The bright colours will help if I drop it in the dark and the metal body will give some protection.



Couple of new Golisi 25's to go with and I am a happy camper.

Reactions: Like 2 | Winner 9


----------



## DavyH (26/11/21)

Stranger said:


> A little thread to showcase those bargains.
> 
> I have enough stuff but justified a purchase with the following excuses.
> 
> ...


It's a far better kit than the pricing suggests, with one of the best 510 adapters around. Nice catch!

Reactions: Agree 1 | Winner 1 | Thanks 1


----------



## DarthBranMuffin (26/11/21)

Stranger said:


> A little thread to showcase those bargains.
> 
> I have enough stuff but justified a purchase with the following excuses.
> 
> ...



Now that is Bro-Science in action right there!!! Nice buy!!

Reactions: Funny 5


----------



## Faiyaz Cheulkar (26/11/21)

Stranger said:


> A little thread to showcase those bargains.
> 
> I have enough stuff but justified a purchase with the following excuses.
> 
> ...


a link to it please

Reactions: Winner 1


----------



## Puff the Magic Dragon (26/11/21)

I also bought one. It's a no-brainer.

I will use the coils it comes with and then use it with the 510 as a normal mod.

Does anyone know who stocks the RBA deck? The reviews for it are good.

Reactions: Winner 2


----------



## Puff the Magic Dragon (26/11/21)

Stranger said:


> The bright colours will help if I drop it in the dark and the metal body will give some protection.



The colours are insane but it doesn't phase me.

Function over form.

Reactions: Like 1 | Winner 1


----------



## Stranger (26/11/21)

https://www.ecigssa.co.za/all-black-friday-sales.t74523/

post 21

Reactions: Winner 1


----------



## Stranger (26/11/21)

For the price, you can't go wrong and I don't mind the funky rainbow. When you are in an unfenced camp at night with just a head torch to guide you, those colours will be an advantage.

There are scary things in the dark

Reactions: Winner 1


----------



## Puff the Magic Dragon (26/11/21)

Scary ???

Three large pussies.

Reactions: Winner 1 | Funny 3


----------



## DarthBranMuffin (26/11/21)

I didn't go big this year, just some minor additions... now the wait until Monday for them to arrive.

Gas Mods Pallas RTA:







Grimm Green Type Two RTA:

Reactions: Winner 3 | Can relate 2


----------



## GSM500 (26/11/21)

DarthBranMuffin said:


> I didn't go big this year, just some minor additions... now the wait until Monday for them to arrive.
> 
> Gas Mods Pallas RTA:
> 
> ...


No Fair

Reactions: Funny 2


----------



## DavyH (26/11/21)

DarthBranMuffin said:


> I didn't go big this year, just some minor additions... now the wait until Monday for them to arrive.
> 
> Gas Mods Pallas RTA:
> 
> ...



Type 2 on the way as well. The seller was almost giving it away...

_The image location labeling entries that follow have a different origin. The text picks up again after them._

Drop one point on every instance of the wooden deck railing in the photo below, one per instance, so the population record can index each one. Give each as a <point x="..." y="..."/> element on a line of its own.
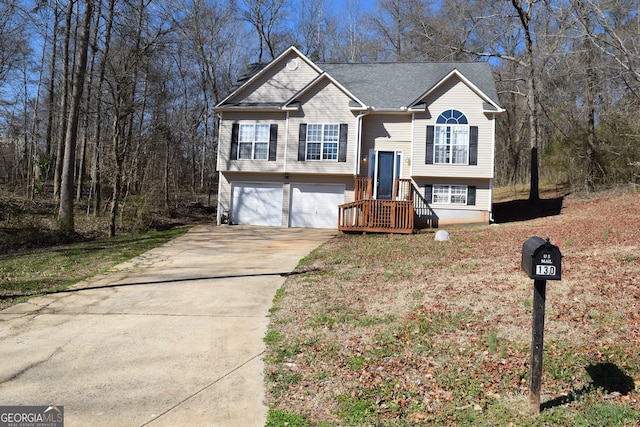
<point x="377" y="216"/>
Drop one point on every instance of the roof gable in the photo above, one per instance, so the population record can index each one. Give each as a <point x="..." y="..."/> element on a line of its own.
<point x="377" y="86"/>
<point x="399" y="86"/>
<point x="271" y="85"/>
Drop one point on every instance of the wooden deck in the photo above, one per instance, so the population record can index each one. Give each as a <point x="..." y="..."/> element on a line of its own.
<point x="377" y="216"/>
<point x="366" y="214"/>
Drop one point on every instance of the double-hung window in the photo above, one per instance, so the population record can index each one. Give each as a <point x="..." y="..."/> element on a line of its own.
<point x="450" y="194"/>
<point x="451" y="142"/>
<point x="322" y="141"/>
<point x="253" y="142"/>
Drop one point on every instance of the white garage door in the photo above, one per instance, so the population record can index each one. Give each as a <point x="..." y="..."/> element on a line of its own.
<point x="315" y="205"/>
<point x="257" y="204"/>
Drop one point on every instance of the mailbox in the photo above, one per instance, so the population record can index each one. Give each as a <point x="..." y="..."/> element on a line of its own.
<point x="541" y="260"/>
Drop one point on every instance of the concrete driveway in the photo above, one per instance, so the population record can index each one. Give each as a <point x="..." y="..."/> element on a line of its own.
<point x="173" y="338"/>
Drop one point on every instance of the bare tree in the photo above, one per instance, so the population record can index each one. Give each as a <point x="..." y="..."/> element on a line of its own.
<point x="268" y="18"/>
<point x="66" y="218"/>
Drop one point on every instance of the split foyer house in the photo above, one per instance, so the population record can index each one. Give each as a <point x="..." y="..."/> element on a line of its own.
<point x="384" y="147"/>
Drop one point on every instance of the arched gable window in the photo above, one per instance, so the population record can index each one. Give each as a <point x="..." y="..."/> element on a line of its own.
<point x="451" y="142"/>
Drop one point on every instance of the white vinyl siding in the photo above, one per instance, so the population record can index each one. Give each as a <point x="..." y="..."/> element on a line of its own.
<point x="278" y="84"/>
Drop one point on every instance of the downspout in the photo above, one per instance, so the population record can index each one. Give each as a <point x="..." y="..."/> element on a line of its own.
<point x="413" y="137"/>
<point x="493" y="165"/>
<point x="219" y="207"/>
<point x="286" y="142"/>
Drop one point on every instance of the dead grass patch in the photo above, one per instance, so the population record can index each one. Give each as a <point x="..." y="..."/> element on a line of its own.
<point x="402" y="330"/>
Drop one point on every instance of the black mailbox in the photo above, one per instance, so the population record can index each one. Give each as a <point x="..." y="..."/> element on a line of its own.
<point x="541" y="260"/>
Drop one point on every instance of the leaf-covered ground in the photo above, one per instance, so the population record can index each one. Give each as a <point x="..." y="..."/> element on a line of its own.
<point x="403" y="330"/>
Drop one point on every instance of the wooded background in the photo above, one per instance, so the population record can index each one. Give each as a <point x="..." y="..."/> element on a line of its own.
<point x="109" y="102"/>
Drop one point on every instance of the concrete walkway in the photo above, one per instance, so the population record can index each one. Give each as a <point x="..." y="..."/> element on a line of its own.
<point x="173" y="338"/>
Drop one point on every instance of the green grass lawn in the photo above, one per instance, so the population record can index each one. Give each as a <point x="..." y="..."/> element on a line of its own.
<point x="36" y="271"/>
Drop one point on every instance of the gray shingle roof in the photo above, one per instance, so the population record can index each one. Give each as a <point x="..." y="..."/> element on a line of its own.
<point x="395" y="85"/>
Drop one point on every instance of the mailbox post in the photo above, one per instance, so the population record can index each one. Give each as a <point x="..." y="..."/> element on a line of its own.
<point x="542" y="261"/>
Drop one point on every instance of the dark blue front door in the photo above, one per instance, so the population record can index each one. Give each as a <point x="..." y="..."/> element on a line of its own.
<point x="386" y="160"/>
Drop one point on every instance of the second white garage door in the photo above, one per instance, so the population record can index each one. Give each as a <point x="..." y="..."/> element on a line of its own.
<point x="315" y="205"/>
<point x="257" y="204"/>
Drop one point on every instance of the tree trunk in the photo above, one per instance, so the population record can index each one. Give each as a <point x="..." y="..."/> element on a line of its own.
<point x="67" y="226"/>
<point x="62" y="131"/>
<point x="532" y="100"/>
<point x="95" y="167"/>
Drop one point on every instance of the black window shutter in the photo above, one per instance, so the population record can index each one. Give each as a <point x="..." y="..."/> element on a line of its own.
<point x="431" y="132"/>
<point x="273" y="142"/>
<point x="473" y="145"/>
<point x="235" y="129"/>
<point x="302" y="142"/>
<point x="342" y="146"/>
<point x="471" y="196"/>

My old Gen is on its last legs and there was a replacement at a tasty price so I wasn't quite as thrifty as planned.

Actually, who am I kidding. I went berserk. Again.

Reactions: Winner 1 | Funny 3 | Can relate 1


----------



## DarthBranMuffin (26/11/21)

DavyH said:


> The seller was almost giving it away...



I know, right... for that price I got two, just for in case I like it. And with that super long driptip I can poke both eyes out

Reactions: Agree 1 | Winner 1 | Funny 2


----------



## Grand Guru (26/11/21)

That type 2 was in my basket at 3am then I cancelled... the price was way too tempting!

Reactions: Winner 2


----------



## Munro31 (26/11/21)

DarthBranMuffin said:


> I didn't go big this year, just some minor additions... now the wait until Monday for them to arrive.
> 
> Gas Mods Pallas RTA:
> 
> ...


I also got the Type2, what a bargain, but it's apparently a bit of practice to wick it right

Reactions: Agree 1 | Winner 1


----------



## Raindance (26/11/21)

Bro! You bought a pod. We do not admit this kind of thing. It is ok to do so, and we all understand, but seriously, it’s like dating a stripper, moerse fun but never, ever, tell your friends…

bestest regards

Reactions: Winner 2 | Funny 8


----------



## Paul33 (27/11/21)

I grabbed a druga rda from Sir Vape purely because it was R99. It might as well have been free that price.

Reactions: Agree 2 | Winner 2


----------



## X-Calibre786 (29/11/21)

I needed a new mod to match my old Zeus X tank.

Reactions: Like 1 | Winner 6


----------



## DavyH (29/11/21)

Bargains…

Reactions: Like 1 | Winner 5


----------



## Munro31 (29/11/21)

Very nice


----------